The Tadawul, as the Middle East’s biggest stock exchange is known, has pushed back plans to sell shares to 2019 at the earliest, from this year, said the people, asking not to be identified because the information is private. Waiting until after a possible classification as an emerging market in June could improve trading volumes and help the bourse achieve a better valuation for its owner, the Public Investment Fund, they said.
The exchange’s main stock gauge, the Tadawul All Share Index, is among the world’s top 10 best performers this year after FTSE Russell classified the country as a secondary emerging market in March. That helped boost the gauge’s 12-month price-to-earnings ratio to the highest since 2015, the most expensive compared to emerging-market stocks in almost three years.

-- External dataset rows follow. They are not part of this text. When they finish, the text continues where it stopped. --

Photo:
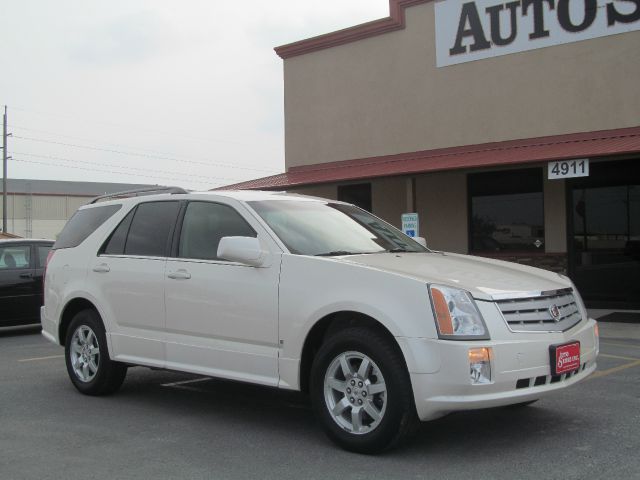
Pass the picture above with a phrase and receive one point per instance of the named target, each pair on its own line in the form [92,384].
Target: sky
[186,93]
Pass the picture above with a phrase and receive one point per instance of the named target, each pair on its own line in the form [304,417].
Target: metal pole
[4,171]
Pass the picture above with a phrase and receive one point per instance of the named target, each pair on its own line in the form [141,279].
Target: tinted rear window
[84,223]
[150,229]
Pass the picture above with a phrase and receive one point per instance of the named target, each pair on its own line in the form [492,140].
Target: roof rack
[138,193]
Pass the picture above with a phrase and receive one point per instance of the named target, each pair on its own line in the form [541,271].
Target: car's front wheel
[361,391]
[89,367]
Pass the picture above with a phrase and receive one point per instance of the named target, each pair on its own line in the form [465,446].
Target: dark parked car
[22,263]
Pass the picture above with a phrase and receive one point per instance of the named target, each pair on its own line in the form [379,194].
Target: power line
[104,171]
[168,172]
[129,127]
[143,155]
[108,144]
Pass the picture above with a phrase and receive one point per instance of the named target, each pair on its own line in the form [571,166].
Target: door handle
[179,275]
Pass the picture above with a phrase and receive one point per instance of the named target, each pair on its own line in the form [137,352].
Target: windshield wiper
[335,253]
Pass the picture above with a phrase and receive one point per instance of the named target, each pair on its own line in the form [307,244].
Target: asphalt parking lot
[171,425]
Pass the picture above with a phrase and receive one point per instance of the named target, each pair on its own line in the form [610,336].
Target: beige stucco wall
[384,94]
[389,199]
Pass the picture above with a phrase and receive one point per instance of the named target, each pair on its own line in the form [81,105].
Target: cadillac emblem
[554,311]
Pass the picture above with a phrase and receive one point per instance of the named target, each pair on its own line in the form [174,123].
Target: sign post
[410,224]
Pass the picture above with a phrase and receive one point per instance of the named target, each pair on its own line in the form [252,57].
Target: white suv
[307,294]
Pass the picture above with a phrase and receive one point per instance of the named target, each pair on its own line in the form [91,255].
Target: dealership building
[511,129]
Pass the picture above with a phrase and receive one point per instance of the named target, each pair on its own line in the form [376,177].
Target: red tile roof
[559,147]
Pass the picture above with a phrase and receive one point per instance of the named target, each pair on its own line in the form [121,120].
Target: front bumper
[520,370]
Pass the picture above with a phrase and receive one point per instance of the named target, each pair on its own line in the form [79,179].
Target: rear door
[18,287]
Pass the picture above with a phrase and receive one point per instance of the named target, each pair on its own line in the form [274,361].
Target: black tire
[395,407]
[102,376]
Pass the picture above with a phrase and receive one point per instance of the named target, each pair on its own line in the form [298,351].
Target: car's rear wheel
[361,391]
[89,367]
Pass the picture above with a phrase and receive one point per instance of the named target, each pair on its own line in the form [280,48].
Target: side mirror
[245,250]
[421,240]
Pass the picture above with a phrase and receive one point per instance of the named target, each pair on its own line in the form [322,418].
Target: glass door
[604,225]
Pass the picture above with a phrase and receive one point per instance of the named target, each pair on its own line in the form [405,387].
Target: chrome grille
[533,313]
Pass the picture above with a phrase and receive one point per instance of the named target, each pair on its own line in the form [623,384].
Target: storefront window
[358,194]
[507,211]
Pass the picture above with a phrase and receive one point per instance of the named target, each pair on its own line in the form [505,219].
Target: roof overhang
[395,21]
[621,141]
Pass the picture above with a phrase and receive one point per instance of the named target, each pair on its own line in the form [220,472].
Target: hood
[486,279]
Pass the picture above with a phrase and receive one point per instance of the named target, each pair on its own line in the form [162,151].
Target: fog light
[480,365]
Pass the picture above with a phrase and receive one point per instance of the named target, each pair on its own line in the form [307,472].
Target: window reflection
[507,211]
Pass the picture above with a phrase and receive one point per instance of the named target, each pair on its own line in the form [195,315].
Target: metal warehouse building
[512,129]
[40,208]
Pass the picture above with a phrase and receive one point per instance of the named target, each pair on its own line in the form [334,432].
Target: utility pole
[4,171]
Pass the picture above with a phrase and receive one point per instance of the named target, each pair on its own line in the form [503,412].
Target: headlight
[457,316]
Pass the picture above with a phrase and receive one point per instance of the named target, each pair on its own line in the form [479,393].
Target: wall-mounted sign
[568,168]
[410,224]
[473,30]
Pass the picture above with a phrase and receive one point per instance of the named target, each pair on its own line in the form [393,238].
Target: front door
[129,275]
[222,317]
[605,235]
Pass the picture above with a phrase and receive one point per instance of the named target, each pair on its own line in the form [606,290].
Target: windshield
[318,228]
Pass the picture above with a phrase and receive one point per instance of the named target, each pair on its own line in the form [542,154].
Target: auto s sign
[474,30]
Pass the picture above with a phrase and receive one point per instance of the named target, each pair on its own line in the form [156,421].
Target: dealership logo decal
[473,30]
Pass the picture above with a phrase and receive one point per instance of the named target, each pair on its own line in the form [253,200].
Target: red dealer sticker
[564,358]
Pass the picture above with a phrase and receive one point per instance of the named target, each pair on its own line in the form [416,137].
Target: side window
[117,240]
[14,256]
[42,251]
[205,224]
[150,228]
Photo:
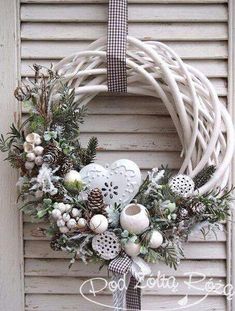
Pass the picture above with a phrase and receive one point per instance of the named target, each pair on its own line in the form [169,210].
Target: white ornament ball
[64,229]
[156,239]
[61,207]
[75,212]
[28,147]
[71,223]
[38,160]
[60,223]
[29,165]
[66,217]
[132,249]
[30,156]
[99,223]
[182,185]
[81,223]
[33,138]
[38,150]
[73,181]
[134,218]
[56,213]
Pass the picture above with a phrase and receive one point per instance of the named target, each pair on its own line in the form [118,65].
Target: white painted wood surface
[11,248]
[132,127]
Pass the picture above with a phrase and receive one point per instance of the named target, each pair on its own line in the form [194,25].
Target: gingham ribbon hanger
[116,46]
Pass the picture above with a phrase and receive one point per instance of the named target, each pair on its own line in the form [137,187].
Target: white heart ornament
[119,183]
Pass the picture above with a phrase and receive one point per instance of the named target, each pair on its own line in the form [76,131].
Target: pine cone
[198,208]
[51,154]
[66,165]
[183,214]
[54,244]
[204,176]
[95,201]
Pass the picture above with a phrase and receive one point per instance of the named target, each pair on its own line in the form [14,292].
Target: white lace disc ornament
[106,245]
[182,185]
[119,183]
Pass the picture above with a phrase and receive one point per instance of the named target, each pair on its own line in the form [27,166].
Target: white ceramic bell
[134,218]
[132,249]
[156,239]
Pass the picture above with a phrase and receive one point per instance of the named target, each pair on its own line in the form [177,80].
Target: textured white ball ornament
[156,239]
[56,213]
[182,185]
[38,160]
[119,183]
[134,218]
[29,165]
[99,223]
[71,223]
[64,229]
[38,150]
[30,156]
[66,217]
[81,223]
[60,223]
[132,249]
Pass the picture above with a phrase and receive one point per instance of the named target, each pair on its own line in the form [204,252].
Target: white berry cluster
[33,151]
[67,217]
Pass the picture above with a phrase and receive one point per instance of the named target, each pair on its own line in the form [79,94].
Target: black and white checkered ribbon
[116,46]
[125,299]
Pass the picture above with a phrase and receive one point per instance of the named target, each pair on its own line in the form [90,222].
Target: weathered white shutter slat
[132,127]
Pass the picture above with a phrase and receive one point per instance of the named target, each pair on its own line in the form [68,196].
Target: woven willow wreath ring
[203,124]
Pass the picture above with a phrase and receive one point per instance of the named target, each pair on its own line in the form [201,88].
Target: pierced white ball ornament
[60,223]
[29,165]
[156,239]
[64,229]
[39,160]
[106,245]
[81,223]
[30,156]
[66,217]
[75,212]
[71,223]
[132,249]
[182,185]
[56,213]
[98,223]
[134,218]
[38,150]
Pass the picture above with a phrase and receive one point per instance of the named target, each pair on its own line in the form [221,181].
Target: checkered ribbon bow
[116,47]
[125,297]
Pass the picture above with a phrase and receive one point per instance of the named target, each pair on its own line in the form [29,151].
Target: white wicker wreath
[203,124]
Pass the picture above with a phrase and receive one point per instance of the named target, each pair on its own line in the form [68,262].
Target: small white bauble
[29,165]
[32,138]
[28,147]
[81,223]
[156,239]
[56,213]
[73,181]
[64,229]
[30,156]
[60,223]
[132,249]
[38,150]
[99,223]
[134,218]
[66,217]
[61,207]
[75,212]
[38,160]
[71,223]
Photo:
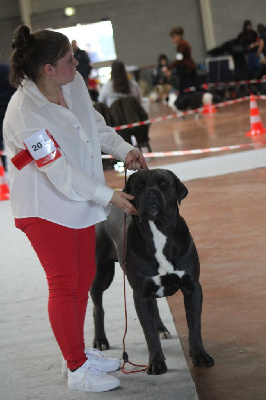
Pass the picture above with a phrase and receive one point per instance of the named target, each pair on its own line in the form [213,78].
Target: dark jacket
[187,63]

The Tadawul “recognizes the importance of confidence-building and fair valuation in reflecting its capacity, infrastructure and liquidity,” a spokesman said in an emailed statement. As the bourse moves forward with IPO planning and consultations with key stakeholders, the Tadawul will determine the best timing for a sale, he said. HSBC and the PIF declined to comment.
It “makes sense for them to wait,” said Joice Mathew, the head of equity research at United Securities in Muscat. “With MSCI inclusion coming, entering emerging markets will bring a lot of attention from international institutional investors.”
The Saudi stock exchange hired HSBC Holdings Plc’s (HSBC.N) local unit in 2016 to advise on the IPO. The potential offering is part of the kingdom’s privatization drive to wean its economy off oil. It also includes plans to sell shares in oil giant Saudi Aramco, local soccer clubs and grain silos.
The bourse could attract US$41 billion of foreign capital if MSCI Inc. follows FTSE with an upgrade this year, according to Al Rajhi Capital. FTSE will implement the classification from next year, and MSCI is expected to do the same. Foreign investors have been net buyers of shares in Riyadh for sixteen straight weeks this year, but still only own hold about five per cent of total shares.
The Tadawul index has advanced 15 per cent this year, compared with a drop of 0.2 per cent for the MSCI Emerging Market Index. While the 50-day moving average for the total value of Saudi shares traded is the highest in more than a year, it’s about 30 per cent lower than it was two years ago.